L'Iliade
Mercredi le 08 mars 2000
Présentation de l'Iliade d'Homère dans l'Anthologie de la poésie grecque.
Au commencement de la poésie de notre race, il y a Homère. Depuis trois mille ans tous les poètes de l'Europe s'abreuvent à cette source inépuisable, et les recherches les plus éloignées du classicisme, comme celles de James Joyce, s'abritent encore sous son nom. Les anciens l'appelaient le Père. On sait qu'aucun détail de sa vie n'est connu, ni même exactement l'époque où il composa ses poèmes. Ces derniers, on a voulu qu'ils fussent nés du hasard, du génie inconscient des peuples ioniens. Puis, on a rendu à un auteur mystérieux, sur lequel, bien sûr, se sont greffées des augmentations, des interpolations, le noyau de chacun d'eux. L'Iliade est le plus ancien. Rien ne nous dit qu'elle ait été composée par l'homme qui fit l'Odyssée, et dont la légende faisait un aveugle. Rien ne nous dit le contraire non plus. Elle doit dater du IXe siècle avant notre ère, et c'est pour les modernes un ouvrage inégal. Ennuyeux d'abord, il ne faut pas craindre de le dire. D'une terrible monotonie dans ses combats continuels et fastidieux entre guerriers troyens et guerriers grecs autour de Troie, la dixième année du siège. Des bagarres sans arrêts, des décervelages et des étripements, comme dans Rabelais et dans le Guignol's band de Céline.

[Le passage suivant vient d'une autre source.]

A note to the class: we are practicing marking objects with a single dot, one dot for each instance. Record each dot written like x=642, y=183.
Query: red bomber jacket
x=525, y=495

Mais l'oeuvre est toujours sauvée par sa langue unique, la splendeur sauvage des amples comparaisons qui y éclatent à chaque instant, la bouffée d'air naturel qui s'insinue soudain entre ces batailles et ces confabulations de divinités. Mais il y a Hector, le plus touchant des héros de l'Iliade, les scènes immortelles avec Andromaque, la supplication inouïe de Priam. Pas un chant où, à travers la monotonie épique, qui fixe dès à présent pour vingt siècles de littérature grecque et byzantine la forme et jusqu'au langage de toute épopée, pas un chant où n'éclate quelque splendide trouvaille. Toute la poésie grecque sort de là. Oui, vraiment, celui qu'on nommait le Poète tout court, comme on nommait son livre la Poésie, reste le Père.